“Radical common sense” is the term a fellow preservation architect uses to describe a mindset that values repair over replacement. Why is this radical? Because, while reuse of water bottles and grocery bags is rapidly gaining ground, reuse of buildings and building components is not. And it’s not hard to see why: It is almost always less expensive and easier to replace a whole building and almost any of its elements — doors, windows, light fixtures — than to repair and reuse. Replacement also can offer measurable and consistent quality with product certifications and warranties not available for repaired items. Theoretically, a new building can ensure “high performance” and significantly reduce the environmental impact of building operations while creating healthier spaces. What’s not to like?
Maybe the old saying applies: If it sounds too good to be true, it probably is. We want and need “sustainability.” We want and need buildings, towns, and cities that are not bad for the environment nor the people who live and work in them. But is “new” the solution or the problem?
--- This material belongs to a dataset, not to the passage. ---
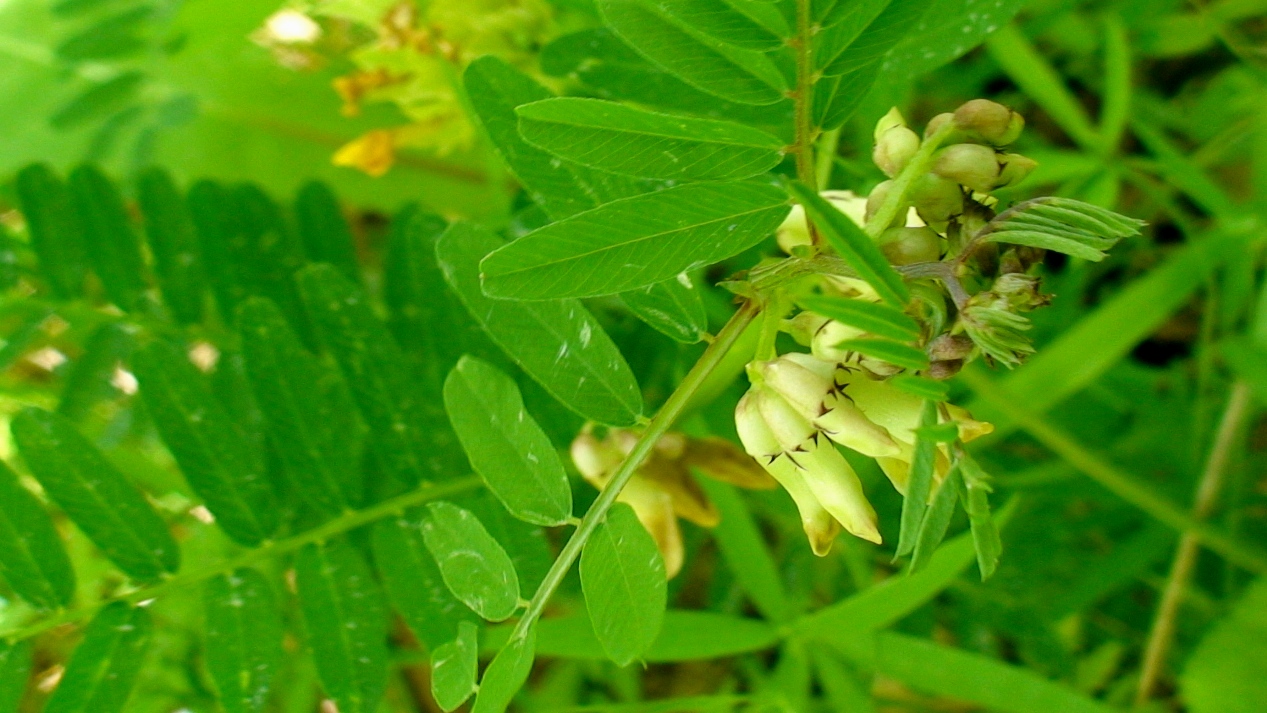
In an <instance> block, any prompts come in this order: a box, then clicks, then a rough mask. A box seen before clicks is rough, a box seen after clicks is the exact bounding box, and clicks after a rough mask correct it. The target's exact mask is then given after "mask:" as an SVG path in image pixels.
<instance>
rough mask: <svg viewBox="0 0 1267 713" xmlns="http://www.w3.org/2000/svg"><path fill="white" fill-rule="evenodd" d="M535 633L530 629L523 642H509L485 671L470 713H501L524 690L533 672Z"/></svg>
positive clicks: (534, 643) (518, 639)
mask: <svg viewBox="0 0 1267 713" xmlns="http://www.w3.org/2000/svg"><path fill="white" fill-rule="evenodd" d="M536 640H537V632H536V629H535V628H530V629H528V633H527V636H525V637H523V638H516V640H512V641H511V642H509V643H507V645H506V646H504V647H502V650H500V651H498V652H497V656H494V657H493V661H492V662H490V664H489V665H488V669H485V670H484V678H483V679H481V680H480V684H479V693H478V694H476V695H475V704H474V705H473V707H471V713H504V712H506V709H507V707H509V705H511V700H513V699H514V694H516V693H518V690H519V689H521V688H523V684H525V681H527V680H528V674H530V672H532V660H533V657H535V656H536Z"/></svg>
In the last 50 years, humans have used more raw materials and created more waste than in all previous history. The statistics about individual and worldwide consumption are grim, reminiscent of the image of Al Gore riding a scissor lift to emphasize the exponential increase in greenhouse gas emissions. The Environmental Protection Agency estimates that 42 percent of total US greenhouse gas emissions are associated with materials as they flow through the economy — from extraction, production, and transport to disposal. The single biggest consumer of materials? The built environment, which uses about half of all raw material extracts.
Every product, no matter how green, has environmental impacts that include carbon emissions, water and energy consumption, pollution, toxicity, and waste. To quote that great environmental steward, Pope Francis, “The earth, our home, is beginning to look more and more like an immense pile of filth.” Each year hundreds of millions of tons of waste — from mine tailings to lightbulbs — are generated through production and end-of-life disposal. Much of this is nonbiodegradable and toxic. Upstream industrial waste, created prior to product use, is estimated at anywhere from 20 to 90 times the material of the actual product. In the United States, two-thirds of all downstream waste comes from construction and demolition.